En aquellos días, la comunidad de Israel se marchó del desierto de Sin por etapas, según las órdenes del Señor, y acamparon en Refidim, donde el pueblo no encontró agua de beber. El pueblo riñó con Moisés, diciendo:

«Danos agua de beber.» Él les respondió:

«¿Por qué me reñís a mí y tentáis al Señor?» Pero el pueblo, sediento, murmuró de Moisés, diciendo:

«¿Por qué nos has sacado de Egipto para matarnos de sed a nosotros, a nuestros hijos y al ganado?» Moisés clamó al Señor:

«¿Qué hago con este pueblo? Por poco me apedrean.»

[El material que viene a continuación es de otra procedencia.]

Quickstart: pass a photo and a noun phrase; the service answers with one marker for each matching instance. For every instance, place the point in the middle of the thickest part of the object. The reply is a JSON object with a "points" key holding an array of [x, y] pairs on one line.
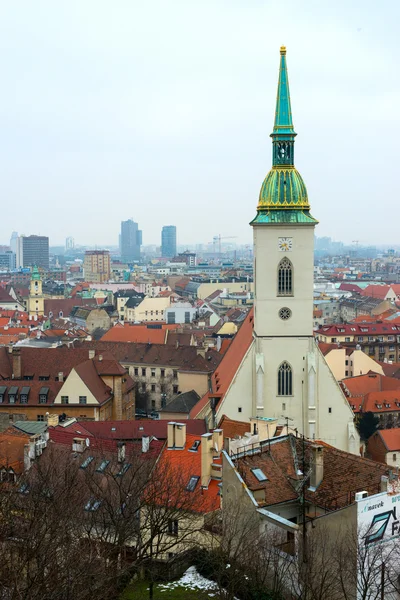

El Señor respondió a Moisés:

«Preséntate al pueblo, acompañado de los ancianos de Israel, y empuñando el cayado con el que golpeaste el Nilo; ve, que yo estaré frente a ti junto a la roca de Horeb. Golpea la roca y saldrá agua para que beba el pueblo.»

Así lo hizo Moisés ante los ancianos de Israel. Y llamó a aquel lugar Masá y Meribá, por haber reñido allí el pueblo y tentado al Señor, preguntando: «¿Está el Señor entre nosotros o no?»

Después de esto sucedió que vinieron los amalecitas y atacaron a los hijos de Israel en Refidim. Moisés dijo a Josué:

«Escoge unos cuantos hombres, haz una salida y ataca a Amalec. Mañana yo estaré de pie en la cima del monte con el cayado maravilloso de Dios en la mano.»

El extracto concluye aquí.